More precisely, we first explore whether users start making transactions before creating a tie, or if they tend to make transactions with people they are already friends with. Going further, we study the different neighborhood structures and their evolution over time. We tackle questions such as: Are my transaction partners the same as my friends? How do my friends exchange between them compared to my transaction partners? Are my friends and transaction partners more and more homogeneous over time?
As we will see in “Dataset and link stream modeling” section, although the data is rather simple at first glance, the proper modeling of interactions is challenging and no unique, commonly accepted approach exists. We leverage here the recently introduced link stream model, which captures both the temporal and structural nature of data (Latapy et al. 2017; Latapy et al. 2019). We start our analysis with basic metrics targetting the questions above and we define link stream concepts as we need them in the analysis.
Therefore, our contribution is two-fold: it gives a modeling of the data that incorporates time and structure and it sheds lights on fundamental questions on the interplay between transactions and social ties, in the \(\breve {G}1\) system. These insights are important for progress in several areas, like in particular the inference of social networks from interaction traces.

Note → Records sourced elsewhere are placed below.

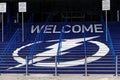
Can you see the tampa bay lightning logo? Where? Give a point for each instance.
(53, 50)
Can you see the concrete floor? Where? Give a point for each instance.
(60, 77)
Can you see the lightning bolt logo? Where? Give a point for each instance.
(66, 45)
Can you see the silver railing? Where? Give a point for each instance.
(49, 64)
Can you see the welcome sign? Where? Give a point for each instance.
(63, 39)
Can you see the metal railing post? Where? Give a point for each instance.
(116, 66)
(56, 74)
(118, 16)
(26, 66)
(86, 72)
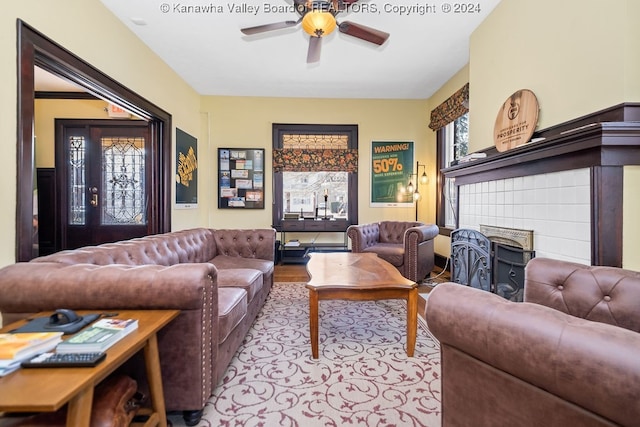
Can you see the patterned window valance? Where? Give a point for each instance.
(315, 153)
(455, 106)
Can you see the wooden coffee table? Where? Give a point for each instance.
(358, 277)
(48, 389)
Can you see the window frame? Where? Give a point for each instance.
(280, 129)
(442, 149)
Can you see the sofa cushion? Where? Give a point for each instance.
(224, 262)
(245, 278)
(393, 231)
(232, 307)
(392, 253)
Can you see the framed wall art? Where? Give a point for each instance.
(241, 178)
(391, 165)
(186, 171)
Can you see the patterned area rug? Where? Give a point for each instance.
(362, 378)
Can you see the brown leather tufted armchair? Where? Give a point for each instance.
(568, 355)
(408, 245)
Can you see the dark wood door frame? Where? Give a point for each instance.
(35, 49)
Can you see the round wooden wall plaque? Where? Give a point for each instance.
(516, 121)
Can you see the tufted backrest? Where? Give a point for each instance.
(245, 243)
(602, 294)
(393, 231)
(185, 246)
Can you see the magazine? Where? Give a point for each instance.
(99, 336)
(20, 346)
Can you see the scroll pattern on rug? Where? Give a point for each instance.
(363, 376)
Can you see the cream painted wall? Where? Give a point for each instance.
(109, 46)
(577, 56)
(247, 122)
(632, 52)
(631, 227)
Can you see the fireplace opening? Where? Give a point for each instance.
(492, 259)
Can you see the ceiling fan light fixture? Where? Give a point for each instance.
(318, 23)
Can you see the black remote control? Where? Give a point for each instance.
(65, 360)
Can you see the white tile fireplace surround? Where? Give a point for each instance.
(556, 206)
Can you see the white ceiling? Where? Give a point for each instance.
(211, 54)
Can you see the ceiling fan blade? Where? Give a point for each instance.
(268, 27)
(363, 32)
(315, 45)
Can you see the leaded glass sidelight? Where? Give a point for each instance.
(123, 181)
(77, 180)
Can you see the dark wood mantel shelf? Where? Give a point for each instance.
(604, 141)
(596, 144)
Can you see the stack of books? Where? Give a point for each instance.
(18, 347)
(98, 336)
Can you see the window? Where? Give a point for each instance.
(315, 172)
(451, 122)
(454, 139)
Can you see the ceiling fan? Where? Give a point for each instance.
(318, 18)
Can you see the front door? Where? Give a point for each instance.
(103, 181)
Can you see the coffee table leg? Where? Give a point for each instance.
(313, 322)
(79, 411)
(412, 320)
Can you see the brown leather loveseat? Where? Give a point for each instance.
(408, 245)
(219, 279)
(569, 355)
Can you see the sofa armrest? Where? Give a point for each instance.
(363, 236)
(591, 364)
(603, 294)
(31, 287)
(246, 243)
(419, 234)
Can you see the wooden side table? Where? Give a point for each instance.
(48, 389)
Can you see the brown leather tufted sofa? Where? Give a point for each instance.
(408, 245)
(219, 279)
(569, 355)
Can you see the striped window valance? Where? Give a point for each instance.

This paper is organized as follows. “The \(\breve {G}1\) cryptocurrency” section introduces the \(\breve {G}1\) cryptocurrency and explains the main ideas and mechanisms behind it. In “Dataset and link stream modeling” section, we present the dataset under study and show how link streams model interactions from this dataset. In “Overview of certification and transaction streams” section, we use time series and static graph concepts to give a first insight on the global structure and dynamics of the system. In “How do new certifications and transactions appear between members?” section we consider time and structure together but stay at a basic link level in order to understand the interplay between social ties and transactions. Finally, in “Certifications and transactions neighborhoods” section we use more complex stream concepts mixing time and structure in order to investigate this interplay further.